Southern California leaders call for long-term transportation funding
by Neil Nisperos on 05-06-2015
Local transportation officials are lobbying Congress to approve long-term funding to fix the region’s deteriorating transportation infrastructure and to provide funding for a dedicated freight infrastructure program.
With the current transportation funding law expiring at the end of the month, local officials are warning against another short-term extension of current funding that they say would not provide for what is needed in the long term.
At a recent transportation conference in Washington, D.C., sponsored by the Southern California Association of Governments, leaders discussed the proposal for a national freight program that would help relieve bottlenecks that “delay shipments, raise costs and jeopardize the nation’s vital goods movement industry.”
Officials said the movement of goods through Southern California represents a third of all jobs and economic activity in the region.
Highland Mayor Larry McCallon, a past president of SCAG, was at the recent conference, the annual meeting of the Coalition for America’s Gateways and Trade Corridors, last month in the nation’s capitol.
McCallon said the nation and region has fallen behind in terms of the safety and adequacy of highways and bridges.
“What’s happening to the infrastructure right now is all of these trucks using our highways and freeways are causing damage, and right now, projects to maintain or build new infrastructure are paid for by local residents, in terms of a half-cent sales tax, with 70 percent funding that, 20 percent from the state, and 10 percent from the federal government,” he said. “We believe the federal government has a responsibility to provide more funding, because it’s their trade policy and so that’s what is causing all of this traffic.”
Fran Inman, senior vice president of Majestic Realty of the Los Angeles-based real estate company, member of the California Transportation Commission, and a member of the National Freight Advisory Committee, was a speaker at the 2015 Logistic and Supply Chain Summit held in Pomona last month and is calling for congressional action on the matter.

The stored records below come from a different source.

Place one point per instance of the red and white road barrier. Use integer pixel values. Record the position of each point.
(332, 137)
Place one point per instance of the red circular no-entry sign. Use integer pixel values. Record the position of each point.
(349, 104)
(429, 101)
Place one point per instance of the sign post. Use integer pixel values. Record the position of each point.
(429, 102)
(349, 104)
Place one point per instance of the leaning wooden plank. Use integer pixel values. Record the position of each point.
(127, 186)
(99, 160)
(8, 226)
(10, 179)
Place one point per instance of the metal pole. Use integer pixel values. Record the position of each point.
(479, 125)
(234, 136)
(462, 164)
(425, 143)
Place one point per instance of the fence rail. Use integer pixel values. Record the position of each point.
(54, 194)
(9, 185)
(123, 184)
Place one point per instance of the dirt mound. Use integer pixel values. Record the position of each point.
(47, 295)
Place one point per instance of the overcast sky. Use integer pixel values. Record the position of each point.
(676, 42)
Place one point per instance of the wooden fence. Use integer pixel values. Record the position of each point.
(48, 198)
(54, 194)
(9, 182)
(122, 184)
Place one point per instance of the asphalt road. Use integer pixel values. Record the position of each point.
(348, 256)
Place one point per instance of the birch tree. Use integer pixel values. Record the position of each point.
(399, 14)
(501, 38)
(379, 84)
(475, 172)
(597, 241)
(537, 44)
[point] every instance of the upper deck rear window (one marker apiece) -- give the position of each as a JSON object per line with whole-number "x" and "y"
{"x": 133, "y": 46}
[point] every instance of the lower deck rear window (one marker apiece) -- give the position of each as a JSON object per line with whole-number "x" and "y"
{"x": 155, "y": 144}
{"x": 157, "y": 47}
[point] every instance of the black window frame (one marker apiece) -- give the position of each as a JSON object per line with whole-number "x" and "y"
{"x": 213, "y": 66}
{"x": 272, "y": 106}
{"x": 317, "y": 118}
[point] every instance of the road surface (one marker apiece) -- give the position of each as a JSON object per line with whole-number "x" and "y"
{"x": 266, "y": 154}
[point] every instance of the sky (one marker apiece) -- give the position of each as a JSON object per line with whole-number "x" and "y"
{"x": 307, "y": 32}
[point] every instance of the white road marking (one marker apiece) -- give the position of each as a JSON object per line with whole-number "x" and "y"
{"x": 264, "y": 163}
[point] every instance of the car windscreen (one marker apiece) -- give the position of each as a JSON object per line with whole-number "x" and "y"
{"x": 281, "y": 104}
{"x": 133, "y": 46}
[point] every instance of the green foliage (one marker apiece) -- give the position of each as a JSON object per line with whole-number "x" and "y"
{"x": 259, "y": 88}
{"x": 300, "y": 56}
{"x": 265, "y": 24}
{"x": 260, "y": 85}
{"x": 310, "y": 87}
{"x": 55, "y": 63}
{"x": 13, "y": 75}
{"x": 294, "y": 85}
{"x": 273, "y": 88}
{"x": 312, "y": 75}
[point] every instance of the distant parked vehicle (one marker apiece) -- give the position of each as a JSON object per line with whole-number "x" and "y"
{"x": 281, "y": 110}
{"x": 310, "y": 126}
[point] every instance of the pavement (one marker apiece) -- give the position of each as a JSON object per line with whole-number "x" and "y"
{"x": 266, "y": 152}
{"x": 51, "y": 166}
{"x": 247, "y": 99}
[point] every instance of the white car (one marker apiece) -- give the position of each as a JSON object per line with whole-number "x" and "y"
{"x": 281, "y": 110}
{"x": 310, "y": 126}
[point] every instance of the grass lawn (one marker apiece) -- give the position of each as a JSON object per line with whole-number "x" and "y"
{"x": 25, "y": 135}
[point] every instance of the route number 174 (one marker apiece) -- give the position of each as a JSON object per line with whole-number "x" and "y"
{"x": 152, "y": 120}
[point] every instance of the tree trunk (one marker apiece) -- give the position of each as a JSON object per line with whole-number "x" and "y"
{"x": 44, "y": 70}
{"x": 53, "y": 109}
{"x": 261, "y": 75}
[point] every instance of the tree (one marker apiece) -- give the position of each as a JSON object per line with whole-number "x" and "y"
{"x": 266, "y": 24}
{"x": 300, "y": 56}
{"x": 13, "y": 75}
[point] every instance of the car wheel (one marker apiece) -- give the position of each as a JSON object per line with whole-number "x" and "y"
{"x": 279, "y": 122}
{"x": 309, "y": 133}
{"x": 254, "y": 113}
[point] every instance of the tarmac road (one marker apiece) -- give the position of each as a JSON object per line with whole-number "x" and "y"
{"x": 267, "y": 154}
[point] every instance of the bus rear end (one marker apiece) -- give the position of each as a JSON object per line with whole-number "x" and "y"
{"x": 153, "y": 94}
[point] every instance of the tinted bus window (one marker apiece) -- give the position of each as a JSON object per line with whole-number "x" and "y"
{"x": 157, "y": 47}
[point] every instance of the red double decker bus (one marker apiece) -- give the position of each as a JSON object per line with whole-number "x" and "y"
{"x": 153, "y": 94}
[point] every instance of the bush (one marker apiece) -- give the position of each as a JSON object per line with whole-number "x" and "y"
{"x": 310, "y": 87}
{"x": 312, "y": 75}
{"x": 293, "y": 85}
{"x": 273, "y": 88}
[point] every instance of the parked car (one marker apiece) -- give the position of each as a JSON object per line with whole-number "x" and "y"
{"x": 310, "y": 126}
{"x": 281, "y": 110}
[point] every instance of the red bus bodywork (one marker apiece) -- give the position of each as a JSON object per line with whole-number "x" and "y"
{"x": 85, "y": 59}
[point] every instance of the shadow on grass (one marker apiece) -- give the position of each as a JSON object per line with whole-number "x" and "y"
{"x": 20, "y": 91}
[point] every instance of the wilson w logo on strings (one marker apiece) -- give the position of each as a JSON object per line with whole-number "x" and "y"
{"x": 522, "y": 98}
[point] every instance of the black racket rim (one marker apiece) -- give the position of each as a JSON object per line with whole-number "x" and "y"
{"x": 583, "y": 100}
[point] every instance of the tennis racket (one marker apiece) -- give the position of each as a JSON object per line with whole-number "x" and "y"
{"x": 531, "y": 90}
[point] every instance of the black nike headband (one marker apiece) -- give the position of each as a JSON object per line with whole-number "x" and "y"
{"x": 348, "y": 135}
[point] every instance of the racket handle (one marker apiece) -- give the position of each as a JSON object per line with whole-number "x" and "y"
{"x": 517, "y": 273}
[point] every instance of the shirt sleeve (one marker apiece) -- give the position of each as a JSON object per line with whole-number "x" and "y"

Inman said current funds are falling short of transportation needs.
“Those of us that work in the sector are hoping for a long-term, fully funded transportation bill,” Inman said.
Rialto Mayor Deborah Robertson is also calling for more funding.
“It’s clear to me that transportation funding is on the radar screen. What we need, though, is less talk, more action,” Robertson said.
At the conference, held in mid-April, Rep. Alan Lowenthal, D-Long Beach, called for a national trust fund to pay for freight-related infrastructure projects. The representative’s bill, H.R. 1308, Economy in Motion: The National Multimodal and Sustainable Freight Infrastructure Act, would raise about $8 billion a year through a 1 percent waybill fee on shipping cost. The bill was referred this week to the subcommittee on Water Resources and Environment.
“People are fond of saying the system is broken,” said Lowenthal, in a statement. His district includes Long Beach and portions of Orange County. “This is more than a broken system. This is a crisis of great magnitude.”
Gov. Jerry Brown has so far identified a $59 billion backlog in transportation improvements across the state.